Bonds not Yuba City Unified's approach
Dec 10, 2012 (Appeal-Democrat - McClatchy-Tribune Information Services via COMTEX) --
The Yuba City Unified School District has not used capital appreciation bonds, a district official said.
Jonathan Barth, assistant superintendent of business, said the district hasn't sold capital appreciation bonds because the financing method does not match Yuba City Unified's approach.
"This district, just in its nature, has always been pretty fiscally conservative," Barth said.
He said of the bonds: "It's pretty hard to explain to people why you used them."
READ: Controversial bonds may have cost Yuba College, Marysville trustees their seats
Ryan Robison, superintendent of the Sutter Union High School District, said the district's 2010 bond of $5.7 million that requires repaying $45.6 million meant about $9 million in state funds and grants for the school.
"They're some very valid concerns over the long-term costs," Robison added about capital appreciation bonds.
Sutter's bond allows an early payoff of the loan, he noted. The school district built a 15-year call option into the bond that evaluates the measure in 2025 and allows restructuring to save interest, the superintendent said.

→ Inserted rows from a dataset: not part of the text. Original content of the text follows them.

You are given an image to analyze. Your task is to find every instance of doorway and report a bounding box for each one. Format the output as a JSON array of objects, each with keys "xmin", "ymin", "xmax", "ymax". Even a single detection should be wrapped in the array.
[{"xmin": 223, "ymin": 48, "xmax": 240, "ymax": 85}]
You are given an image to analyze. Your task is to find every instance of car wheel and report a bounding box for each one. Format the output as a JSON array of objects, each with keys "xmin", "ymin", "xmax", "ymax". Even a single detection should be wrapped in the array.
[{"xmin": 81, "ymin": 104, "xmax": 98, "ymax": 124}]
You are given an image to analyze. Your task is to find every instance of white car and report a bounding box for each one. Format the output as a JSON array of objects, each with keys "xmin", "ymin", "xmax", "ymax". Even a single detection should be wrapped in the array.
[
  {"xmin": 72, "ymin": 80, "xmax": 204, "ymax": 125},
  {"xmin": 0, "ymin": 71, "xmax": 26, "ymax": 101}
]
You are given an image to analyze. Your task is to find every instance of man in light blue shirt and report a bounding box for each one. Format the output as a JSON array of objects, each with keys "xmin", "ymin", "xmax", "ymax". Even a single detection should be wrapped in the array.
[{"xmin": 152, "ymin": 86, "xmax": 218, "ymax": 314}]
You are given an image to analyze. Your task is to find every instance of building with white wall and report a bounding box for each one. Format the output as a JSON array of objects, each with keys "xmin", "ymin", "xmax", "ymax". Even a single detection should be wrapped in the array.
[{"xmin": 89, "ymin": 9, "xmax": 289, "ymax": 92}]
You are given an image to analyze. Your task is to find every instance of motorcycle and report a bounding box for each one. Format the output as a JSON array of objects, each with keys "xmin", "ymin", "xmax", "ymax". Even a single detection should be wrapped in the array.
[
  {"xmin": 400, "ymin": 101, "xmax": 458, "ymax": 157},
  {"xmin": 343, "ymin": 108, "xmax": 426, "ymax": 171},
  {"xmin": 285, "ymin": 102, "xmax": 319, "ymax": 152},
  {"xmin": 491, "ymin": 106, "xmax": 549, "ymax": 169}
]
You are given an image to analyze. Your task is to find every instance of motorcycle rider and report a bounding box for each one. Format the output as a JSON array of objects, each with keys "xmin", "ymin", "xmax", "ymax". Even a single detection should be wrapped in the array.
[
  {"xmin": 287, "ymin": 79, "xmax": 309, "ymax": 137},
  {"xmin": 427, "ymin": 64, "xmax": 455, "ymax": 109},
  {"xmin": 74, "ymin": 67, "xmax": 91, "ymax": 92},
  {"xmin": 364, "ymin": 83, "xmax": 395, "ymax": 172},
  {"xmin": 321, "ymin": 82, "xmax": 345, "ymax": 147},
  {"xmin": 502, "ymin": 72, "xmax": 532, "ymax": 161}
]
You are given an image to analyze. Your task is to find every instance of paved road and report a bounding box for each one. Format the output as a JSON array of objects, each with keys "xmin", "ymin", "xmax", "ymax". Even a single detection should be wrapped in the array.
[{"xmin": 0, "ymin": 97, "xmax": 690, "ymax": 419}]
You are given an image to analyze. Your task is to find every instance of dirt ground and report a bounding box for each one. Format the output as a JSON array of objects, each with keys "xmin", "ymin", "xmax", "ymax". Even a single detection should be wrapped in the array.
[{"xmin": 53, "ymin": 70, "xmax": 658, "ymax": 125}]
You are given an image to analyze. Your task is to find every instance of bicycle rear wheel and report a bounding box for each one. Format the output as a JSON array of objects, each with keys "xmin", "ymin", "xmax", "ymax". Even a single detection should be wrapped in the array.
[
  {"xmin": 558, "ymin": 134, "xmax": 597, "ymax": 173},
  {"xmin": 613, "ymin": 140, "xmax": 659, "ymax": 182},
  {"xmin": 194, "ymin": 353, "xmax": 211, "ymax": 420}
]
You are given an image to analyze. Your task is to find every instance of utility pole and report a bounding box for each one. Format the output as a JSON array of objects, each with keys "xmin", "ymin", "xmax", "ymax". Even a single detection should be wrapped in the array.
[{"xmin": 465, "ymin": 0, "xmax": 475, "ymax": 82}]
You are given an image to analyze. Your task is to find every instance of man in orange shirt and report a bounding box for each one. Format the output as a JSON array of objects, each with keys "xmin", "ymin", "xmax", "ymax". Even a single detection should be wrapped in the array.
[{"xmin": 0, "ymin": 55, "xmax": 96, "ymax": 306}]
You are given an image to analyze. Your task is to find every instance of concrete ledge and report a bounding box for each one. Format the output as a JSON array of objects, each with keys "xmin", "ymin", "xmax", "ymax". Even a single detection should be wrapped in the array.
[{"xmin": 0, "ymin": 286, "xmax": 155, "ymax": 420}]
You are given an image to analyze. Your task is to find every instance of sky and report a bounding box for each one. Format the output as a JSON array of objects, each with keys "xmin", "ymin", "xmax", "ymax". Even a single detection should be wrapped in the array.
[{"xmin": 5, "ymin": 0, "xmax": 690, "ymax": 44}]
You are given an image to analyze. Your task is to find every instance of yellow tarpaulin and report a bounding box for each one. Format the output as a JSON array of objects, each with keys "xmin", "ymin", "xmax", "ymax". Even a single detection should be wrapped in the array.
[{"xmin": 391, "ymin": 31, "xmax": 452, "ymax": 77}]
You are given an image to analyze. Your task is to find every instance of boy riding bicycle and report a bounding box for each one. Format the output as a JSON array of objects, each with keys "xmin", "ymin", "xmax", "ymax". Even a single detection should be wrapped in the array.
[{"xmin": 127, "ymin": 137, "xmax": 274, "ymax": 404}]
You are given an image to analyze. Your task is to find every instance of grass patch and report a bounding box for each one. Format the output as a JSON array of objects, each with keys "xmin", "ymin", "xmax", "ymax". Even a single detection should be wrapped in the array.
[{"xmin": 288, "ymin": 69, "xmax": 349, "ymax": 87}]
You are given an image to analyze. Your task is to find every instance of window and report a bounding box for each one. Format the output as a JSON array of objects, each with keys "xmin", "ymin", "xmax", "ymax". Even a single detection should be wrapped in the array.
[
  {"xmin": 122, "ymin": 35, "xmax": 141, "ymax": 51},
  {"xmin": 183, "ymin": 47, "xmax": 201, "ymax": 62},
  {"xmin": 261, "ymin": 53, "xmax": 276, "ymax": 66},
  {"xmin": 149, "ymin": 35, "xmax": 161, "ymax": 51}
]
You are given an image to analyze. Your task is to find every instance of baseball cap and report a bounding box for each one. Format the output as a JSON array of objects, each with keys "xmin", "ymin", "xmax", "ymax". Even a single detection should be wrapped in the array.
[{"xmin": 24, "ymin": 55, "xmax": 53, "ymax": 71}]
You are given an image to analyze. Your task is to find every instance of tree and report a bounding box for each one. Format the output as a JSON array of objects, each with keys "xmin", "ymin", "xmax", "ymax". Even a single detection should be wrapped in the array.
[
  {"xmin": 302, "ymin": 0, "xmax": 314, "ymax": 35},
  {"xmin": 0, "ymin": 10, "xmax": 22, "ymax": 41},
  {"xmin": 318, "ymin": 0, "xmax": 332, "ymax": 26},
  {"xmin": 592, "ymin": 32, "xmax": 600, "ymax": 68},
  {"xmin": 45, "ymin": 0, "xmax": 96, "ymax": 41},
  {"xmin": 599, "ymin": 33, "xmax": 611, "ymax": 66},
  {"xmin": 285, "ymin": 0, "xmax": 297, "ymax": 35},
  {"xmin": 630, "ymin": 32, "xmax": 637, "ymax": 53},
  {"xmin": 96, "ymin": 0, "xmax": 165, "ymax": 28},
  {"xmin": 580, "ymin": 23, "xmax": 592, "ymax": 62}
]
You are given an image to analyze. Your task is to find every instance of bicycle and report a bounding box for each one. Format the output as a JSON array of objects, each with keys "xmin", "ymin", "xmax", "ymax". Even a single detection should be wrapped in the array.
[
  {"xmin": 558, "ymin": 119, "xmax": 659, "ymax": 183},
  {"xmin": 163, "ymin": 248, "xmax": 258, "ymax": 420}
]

Not all capital appreciation bonds allow that, Robison said.
The funds paid for construction that included a library, computer labs, a new ag building and other improvements at Sutter High School, which is more than 50 years old.
"When you look at the kids going through our schools over the next 50 to 60 years," the superintendent said, "it's worth the investment."
California school districts in rural, unincorporated areas face a distinct disadvantage in funding projects, Robison noted.
"I'd much rather pay cash," he said of funding the work. "Unfortunately, we don't have that."